مَنْ لَمْ يَدَعْ قَوْلَ الزُّورِ وَالْعَمَلَ بِهِ فَلَيْسَ لِلَّهِ حَاجَةٌ فِي أَنْ يَدَعَ طَعَامَهُ وَشَرَابَهُ

“Barang siapa yang tidak meninggalkan perkataan dosa dan mengamalkan dengannya, maka Allah tidak butuh dari menahan makannya dan minumnya (puasanya)”
(HR Bukhari : 6057).

Mereka lah kaum yang puasanya tidak mendapatkan apa-apa selain rasa lapar dan dahaga saja.

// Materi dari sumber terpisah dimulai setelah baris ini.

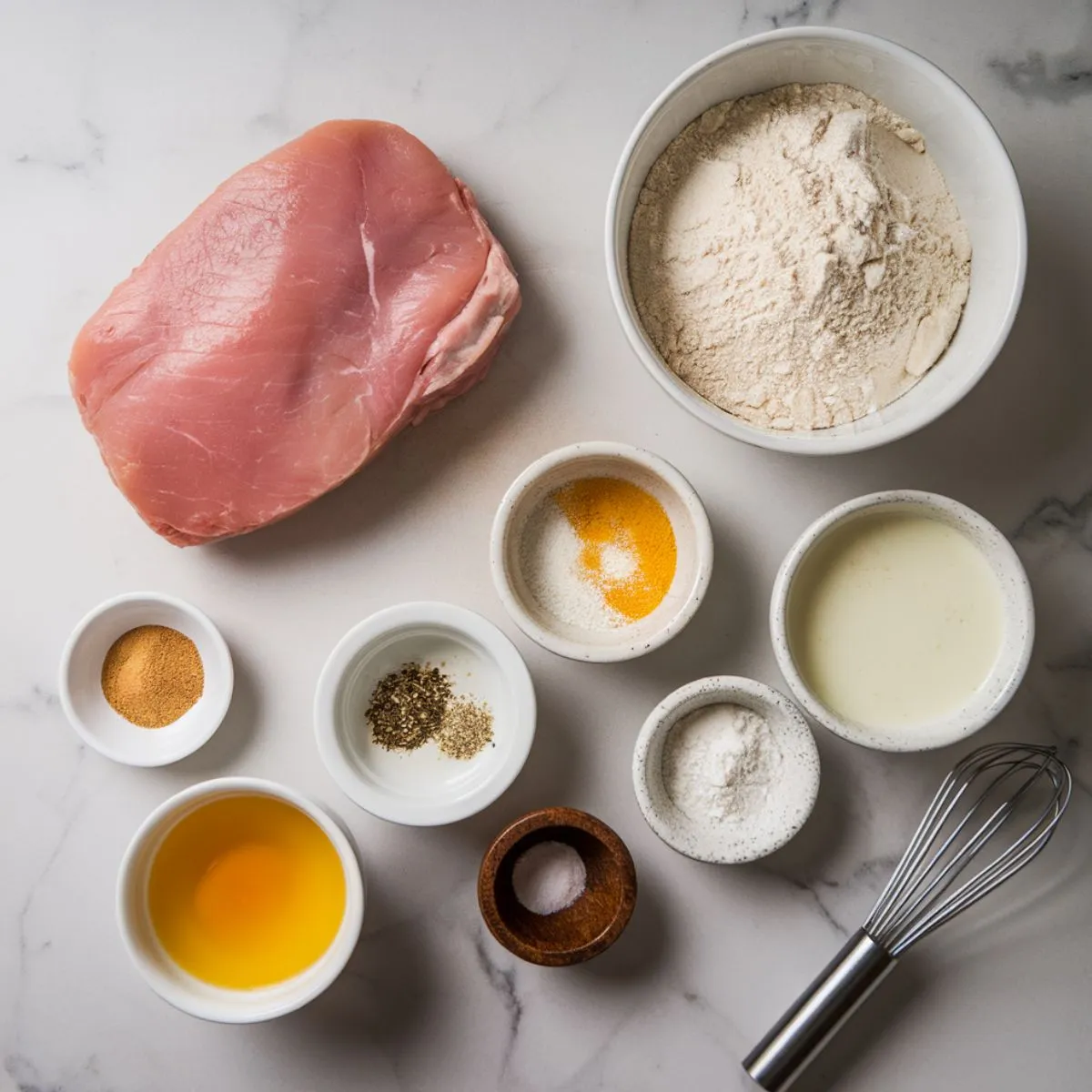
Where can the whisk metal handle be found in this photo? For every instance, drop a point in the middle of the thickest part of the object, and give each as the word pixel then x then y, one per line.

Rasulullah shalallahu alaihi wasallam bersabda :

رُبَّ صَائِمٍ لَيْسَ لَهُ مِنْ صِيَامِهِ إلَّا الْجُوعُ وَرُبَّ قَائِمٍ لَيْسَ لَهُ مِنْ قِيَامِهِ إلَّا السَّهَرُ

Berapa banyak orang yang berpuasa tapi tidak mendapatkan pahala dari puasanya kecuali hanya rasa lapar saja, demikian juga berapa banyak orang yang tarawih sementara tidak mendapatkan dari ibadah tarawihnya kecuali hanya begadang saja”
(HR Ibnu Khuzaimah : 1997, Ibnu Majah : 1690, di sahihkan oleh Al Albani di shahih Sunan Ibnu Majah 2/71)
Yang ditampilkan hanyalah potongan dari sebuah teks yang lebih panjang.